Morgan Stanley Lifts Big Team from JP Morgan in Beverly Hills
(Updates with response from JPMorgan spokeswoman in eighth paragraph.)
Although Morgan Stanley is “comfortable” with the small shrinkage in its brokerage salesforce, it continues to selectively engage in the wealth management recruiting wars, senior executives said on Tuesday.
The company confirmed on the same day that it reported a 1% decline in advisors and a lower compensation ratio that it hired a six-person team of veterans from JPMorgan Securities’ Century City office in Los Angeles last week to join its Beverly Hills branch.
Led by senior brokers Alan Solursh and David J. Pollock, who had been with Morgan and its predecessor Bear Stearns in southern California for 26 and 22 years, respectively, the team also includes 16-year JP Morgan advisor Shadi Mullin and three associates. Pollock was at one time manager of the JPMorgan branch.
The SPM Group, which has a niche serving athletes and entertainment industry clients, will also operate out of Woodland Hills to accommodate Solursh’s commute. It produces between $3 million and $4 million annually, said a person familiar with their production.
A Morgan Stanley spokeswoman declined to comment on the group’s production.
The hires further erode JP Morgan Securities Los Angeles presence, to the apparent benefit of some wirehouse competitors.

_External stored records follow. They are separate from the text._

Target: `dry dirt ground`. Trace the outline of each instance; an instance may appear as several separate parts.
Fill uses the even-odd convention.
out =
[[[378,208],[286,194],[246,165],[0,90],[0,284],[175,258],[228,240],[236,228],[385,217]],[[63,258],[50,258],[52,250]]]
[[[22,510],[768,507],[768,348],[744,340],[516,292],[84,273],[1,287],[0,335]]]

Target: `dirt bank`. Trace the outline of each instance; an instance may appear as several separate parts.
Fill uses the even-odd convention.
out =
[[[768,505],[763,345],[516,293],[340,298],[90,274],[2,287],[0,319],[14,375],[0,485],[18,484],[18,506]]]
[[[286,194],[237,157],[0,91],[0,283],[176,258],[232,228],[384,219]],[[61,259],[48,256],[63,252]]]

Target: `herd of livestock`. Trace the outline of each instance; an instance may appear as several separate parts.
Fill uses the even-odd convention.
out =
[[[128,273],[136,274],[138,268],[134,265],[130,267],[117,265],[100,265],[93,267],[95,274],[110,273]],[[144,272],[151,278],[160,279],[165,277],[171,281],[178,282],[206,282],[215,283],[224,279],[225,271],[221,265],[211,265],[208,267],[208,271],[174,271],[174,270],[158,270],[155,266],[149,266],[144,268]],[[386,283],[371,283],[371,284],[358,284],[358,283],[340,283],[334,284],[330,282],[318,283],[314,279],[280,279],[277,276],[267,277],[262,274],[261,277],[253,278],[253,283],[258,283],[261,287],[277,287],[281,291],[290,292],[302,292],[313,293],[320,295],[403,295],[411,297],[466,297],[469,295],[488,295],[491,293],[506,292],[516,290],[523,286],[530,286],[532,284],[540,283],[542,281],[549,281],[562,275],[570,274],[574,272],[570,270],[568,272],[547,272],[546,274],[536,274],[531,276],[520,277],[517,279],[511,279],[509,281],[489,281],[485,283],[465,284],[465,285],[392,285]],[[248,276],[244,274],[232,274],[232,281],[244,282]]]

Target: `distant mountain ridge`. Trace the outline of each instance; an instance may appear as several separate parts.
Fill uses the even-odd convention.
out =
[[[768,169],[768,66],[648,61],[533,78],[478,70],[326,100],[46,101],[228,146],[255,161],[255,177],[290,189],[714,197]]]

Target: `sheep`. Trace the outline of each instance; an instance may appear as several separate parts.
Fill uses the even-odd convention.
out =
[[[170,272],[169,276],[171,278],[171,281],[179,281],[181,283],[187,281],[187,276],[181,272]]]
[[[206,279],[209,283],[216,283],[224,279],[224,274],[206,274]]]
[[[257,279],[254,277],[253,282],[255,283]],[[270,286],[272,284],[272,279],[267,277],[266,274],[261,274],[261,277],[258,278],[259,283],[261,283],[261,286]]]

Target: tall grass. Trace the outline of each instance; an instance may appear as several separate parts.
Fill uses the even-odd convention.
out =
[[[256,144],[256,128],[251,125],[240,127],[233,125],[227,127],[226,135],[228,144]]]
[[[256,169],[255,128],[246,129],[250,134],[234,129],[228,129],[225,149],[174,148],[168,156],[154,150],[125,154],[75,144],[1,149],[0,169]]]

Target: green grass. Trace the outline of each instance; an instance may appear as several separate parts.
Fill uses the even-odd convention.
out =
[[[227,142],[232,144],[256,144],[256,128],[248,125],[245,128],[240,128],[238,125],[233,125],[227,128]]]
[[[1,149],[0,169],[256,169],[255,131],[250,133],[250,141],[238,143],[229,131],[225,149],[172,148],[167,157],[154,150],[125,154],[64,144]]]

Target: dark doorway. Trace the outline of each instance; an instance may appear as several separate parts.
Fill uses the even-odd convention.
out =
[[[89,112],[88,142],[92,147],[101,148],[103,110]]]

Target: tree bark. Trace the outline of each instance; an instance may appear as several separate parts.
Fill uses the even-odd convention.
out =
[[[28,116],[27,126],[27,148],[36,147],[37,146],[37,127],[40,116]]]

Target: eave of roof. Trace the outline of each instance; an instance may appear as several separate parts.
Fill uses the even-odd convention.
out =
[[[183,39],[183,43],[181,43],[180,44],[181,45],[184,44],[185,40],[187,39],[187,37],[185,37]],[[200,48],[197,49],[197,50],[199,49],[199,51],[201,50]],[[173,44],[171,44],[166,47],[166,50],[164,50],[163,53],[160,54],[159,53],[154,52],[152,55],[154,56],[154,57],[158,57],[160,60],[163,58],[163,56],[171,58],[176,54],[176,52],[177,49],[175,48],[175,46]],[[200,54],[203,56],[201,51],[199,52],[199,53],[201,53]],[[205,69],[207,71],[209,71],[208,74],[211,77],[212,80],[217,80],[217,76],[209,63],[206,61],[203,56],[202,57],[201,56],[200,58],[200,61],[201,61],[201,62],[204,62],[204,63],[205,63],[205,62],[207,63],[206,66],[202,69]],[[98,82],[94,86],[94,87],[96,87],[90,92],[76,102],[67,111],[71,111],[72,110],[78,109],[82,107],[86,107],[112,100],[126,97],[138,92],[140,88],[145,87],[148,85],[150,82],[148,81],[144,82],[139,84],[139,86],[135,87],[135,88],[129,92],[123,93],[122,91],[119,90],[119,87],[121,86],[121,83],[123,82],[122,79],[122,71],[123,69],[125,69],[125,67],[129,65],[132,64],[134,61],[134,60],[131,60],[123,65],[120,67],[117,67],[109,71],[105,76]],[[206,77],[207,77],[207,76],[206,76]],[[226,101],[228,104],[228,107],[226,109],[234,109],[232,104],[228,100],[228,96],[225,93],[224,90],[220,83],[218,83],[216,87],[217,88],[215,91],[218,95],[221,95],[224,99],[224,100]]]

Garrett Bland, a multi-million-dollar producer and former branch manager, left for the Morgan Stanley Beverly HIlls branch in September, while Jay D. Baumgardner, III, joined UBS Financial Services’ private wealth management group in Newport Beach that same month.

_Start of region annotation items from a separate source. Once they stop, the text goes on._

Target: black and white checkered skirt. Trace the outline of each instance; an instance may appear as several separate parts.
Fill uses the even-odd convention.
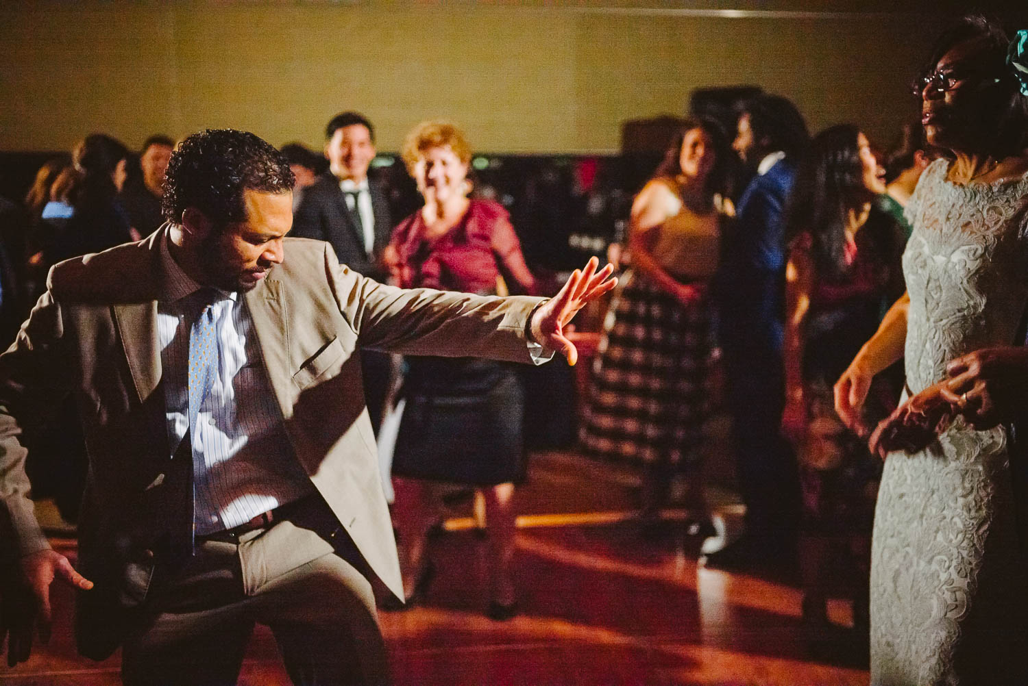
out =
[[[625,277],[593,360],[581,427],[586,453],[689,466],[702,437],[710,318],[640,275]]]

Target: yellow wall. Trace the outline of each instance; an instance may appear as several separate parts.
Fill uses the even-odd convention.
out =
[[[681,114],[696,87],[757,84],[816,129],[855,121],[888,144],[933,29],[909,17],[684,16],[594,7],[398,8],[287,2],[37,4],[0,10],[0,150],[93,130],[253,130],[320,147],[364,112],[382,150],[426,117],[478,150],[613,151],[626,119]]]

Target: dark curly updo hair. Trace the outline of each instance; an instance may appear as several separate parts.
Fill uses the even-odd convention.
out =
[[[266,141],[232,128],[209,128],[179,144],[168,163],[164,219],[182,223],[195,207],[219,227],[245,221],[243,192],[286,193],[293,172],[285,155]]]

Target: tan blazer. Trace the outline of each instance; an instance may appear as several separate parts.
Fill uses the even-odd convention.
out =
[[[170,454],[156,317],[159,229],[50,272],[17,340],[0,355],[0,525],[16,551],[48,546],[33,516],[19,425],[72,392],[89,474],[79,568],[97,582],[79,615],[142,604],[154,569],[188,540],[188,457]],[[358,347],[530,361],[525,322],[538,298],[401,290],[338,264],[328,243],[286,238],[285,261],[246,304],[296,458],[373,572],[402,594]],[[184,444],[187,442],[183,442]],[[186,471],[184,471],[186,470]],[[101,616],[78,617],[85,626]],[[97,621],[94,621],[97,620]],[[88,630],[93,631],[93,630]],[[82,637],[80,636],[80,639]],[[88,639],[88,637],[86,637]],[[102,655],[104,650],[83,649]]]

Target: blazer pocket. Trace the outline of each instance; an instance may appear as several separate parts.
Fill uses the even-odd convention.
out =
[[[342,343],[339,342],[338,338],[333,338],[313,357],[303,363],[299,371],[293,375],[293,383],[301,390],[306,388],[326,376],[333,368],[338,370],[341,367],[343,355]]]

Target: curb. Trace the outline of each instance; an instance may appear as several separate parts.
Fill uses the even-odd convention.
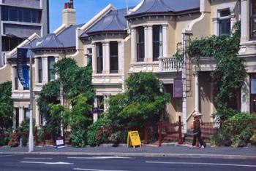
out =
[[[190,154],[150,154],[150,153],[86,153],[86,152],[0,152],[4,155],[70,155],[70,156],[115,156],[146,157],[207,158],[228,159],[256,159],[256,156]]]

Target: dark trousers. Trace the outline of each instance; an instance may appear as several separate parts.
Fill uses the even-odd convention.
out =
[[[195,134],[195,132],[197,132],[197,134]],[[194,130],[193,131],[193,143],[192,146],[195,146],[195,143],[197,142],[197,138],[198,138],[199,143],[200,146],[205,146],[205,143],[202,140],[201,137],[201,130]]]

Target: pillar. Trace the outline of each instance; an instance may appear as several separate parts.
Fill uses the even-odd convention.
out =
[[[241,90],[241,111],[249,112],[249,76],[247,76]]]
[[[42,57],[42,83],[48,82],[48,58],[47,57]]]
[[[195,76],[195,114],[200,114],[200,111],[199,111],[200,95],[199,95],[198,75],[199,75],[199,73],[197,71],[194,73],[194,76]]]
[[[92,59],[91,59],[91,65],[92,65],[92,73],[97,73],[97,47],[95,44],[91,44],[92,49]]]
[[[168,32],[167,25],[162,25],[162,56],[167,57],[168,55]]]
[[[131,29],[131,63],[135,63],[137,60],[137,36],[136,29]]]
[[[249,0],[241,1],[241,42],[246,41],[249,39]]]
[[[147,60],[148,62],[153,62],[153,27],[148,25],[147,28]]]
[[[109,42],[103,43],[103,73],[109,74],[110,68],[110,44]]]
[[[35,57],[34,58],[34,83],[35,84],[37,84],[39,82],[38,68],[39,68],[38,57]]]
[[[148,59],[148,26],[144,27],[144,62],[147,62]]]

Another two-person team managing about $350 million of client assets left JPMorgan in Century City In November to join Merrill Lynch, while Antoine Souma and a partner who were managing around $3.1 billion of client assets at the JPMorgan office jumped in June to Morgan Stanley.
A spokeswoman at JPMorgan said the company declined to comment about the departures and whether it will replenish its southern California brokerage force.
Morgan Stanley Chief Executive James Gorman said Tuesday that while he continues to keep a sharp eye on expenses in wealth management, he acknowledges “the competitive dynamics in this business,” a reference to expensive recruiting wars among large firms for senior brokers.
The hiring dynamic has changed in the past year, however, due in part to the Department of Labor’s fiduciary “conflict-of-interest” rule set to take effect on April 10. The rule prohibits firms from offering large signing bonuses that are contingent on hitting future sales goals. As a result, traditional deals offering cash upfront with the potential for more on the back-end have been redesigned.
Gorman and other cost-conscious executives are said to have quietly welcomed the ruling.
“We have seen a slowdown in recruiting both in and out,” Chief Financial Officer Jonathan Pruzan said on an earnings conference call on Tuesday when asked about the firm’s net loss of 126 brokers during 2016 to 15,763 and its relation to the DOL rule. “This is a level we are comfortable with.”
The loss of some mediocre producers and the hiring of some select other brokers helped Morgan Stanley for the first time report average annualized revenue per broker above $1 million in the fourth quarter.
And the firm continues to recruit.
It has resumed cash bonuses that can reach 175% of the revenue brokers generated in the previous 12 months, several recruiters said, supplemented by half of the deferred bonuses they leave behind at their previous employer. Morgan Stanley also is offering a modified deferred bonus based on hitting client-asset transfer and production goals over several years, recruiters said.
A Morgan Stanley spokeswoman declined to comment.
Separately, despite beefing up its downtown Los Angeles office, Morgan Stanley has been without a branch manager at its Santa Monica office since mid-October. The former manager, Christopher G. Richert, was discharged over “allegations involving undisclosed gifts to a subordinate employee,” according to his BrokerCheck disclosure record. The alleged violations did not involve sales practice offenses and were not client-related, it said.
Richert, who had been with Morgan Stanley since the end of 2009 and worked for seven years previously at UBS Financial Services’ Century City office, could not be reached for comment. The Morgan Stanley spokeswoman declined to comment on whether the firm is looking for a replacement.